La demande italienne se fonde sur la procédure de prévention patrimoniale prévue par le décret législatif n. 159/11. Celle-ci permet la confiscation de biens dans un cadre autonome par rapport à la procédure pénale de fond, lorsqu’il existe des éléments factuels objectifs et contradictoires démontrant notamment une dangerosité sociale du prévenuet une disproportion manifeste entre son patrimoine et ses revenus licites ou l’origine illicite des biens.

Selon la jurisprudence suisse, cette procédure présente une similitude suffisante avec les mécanismes de confiscation reconnus par le droit suisse pour être assimilée à une « cause pénale » au sens des art. 1 al. 3 et 63 EIMP, rendant l’entraide en principe possible. Le juge de l’entraide doit toutefois vérifier au cas par cas le respect des garanties fondamentales (notamment le contradictoire et les exigences découlant de la CEDH), sans revoir le fond de la décision étrangère.


Application au cas concret

Le recourant soutenait que la procédure de prévention patrimoniale violait ses droits fondamentaux (notamment la présomption d'innocence et les principes nulla poena sine lege et ne bis in idem), car la procédure pénale principale à son encontre avait été classée pour cause de prescription.

La Cour des plaintes rejette cet argument. Elle souligne que la procédure pénale n'a pas abouti à un acquittement au fond ("le fait n'est pas établi"), mais à un classement pour prescription. En droit italien, cette distinction est fondamentale : un classement pour prescription n'empêche pas d'utiliser les éléments de preuve recueillis pour fonder un jugement de dangerosité sociale dans le cadre de la procédure de prévention.

Le Tribunal constate que les autorités judiciaires italiennes ont mené une analyse approfondie et documentée, dans le respect du contradictoire, pour établir :

  1. La dangerosité sociale du recourant, basée sur des "conduites illicites répétées, méditées, planifiées et prolongées" entre 1996 et 2008.

  2. La disproportion manifeste entre l'immense patrimoine (direct ou indirect) du recourant et ses revenus licites.

  3. Le lien de causalité entre les activités criminelles et les biens séquestrés.

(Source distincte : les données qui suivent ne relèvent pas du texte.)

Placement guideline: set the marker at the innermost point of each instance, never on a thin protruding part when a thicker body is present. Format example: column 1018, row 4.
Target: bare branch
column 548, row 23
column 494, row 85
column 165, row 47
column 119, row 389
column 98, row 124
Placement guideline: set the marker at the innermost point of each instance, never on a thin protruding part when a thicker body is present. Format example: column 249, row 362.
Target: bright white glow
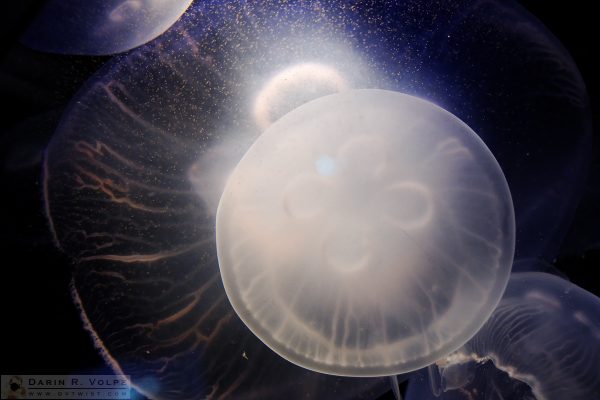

La Cour estime que la décision de confiscation italienne repose sur des faits objectifs et non sur de simples soupçons. Par conséquent, elle ne viole ni la présomption d'innocence, ni la garantie de la propriété, ni les autres principes invoqués. Le grief de violation du principe de non-rétroactivité est également écarté, les normes appliquées étant de nature procédurale.

Enfin, la Cour juge que la confiscation du solde du compte (environ 214'000 CHF) n'est pas disproportionnée au vu du préjudice total estimé par les autorités italiennes à plus de 100 millions d'euros.


Issue

Le Tribunal pénal fédéral rejette le recours et confirme la décision du MPC d'ordonner la remise des valeurs patrimoniales aux autorités italiennes. Les frais de justice sont mis à la charge du recourant.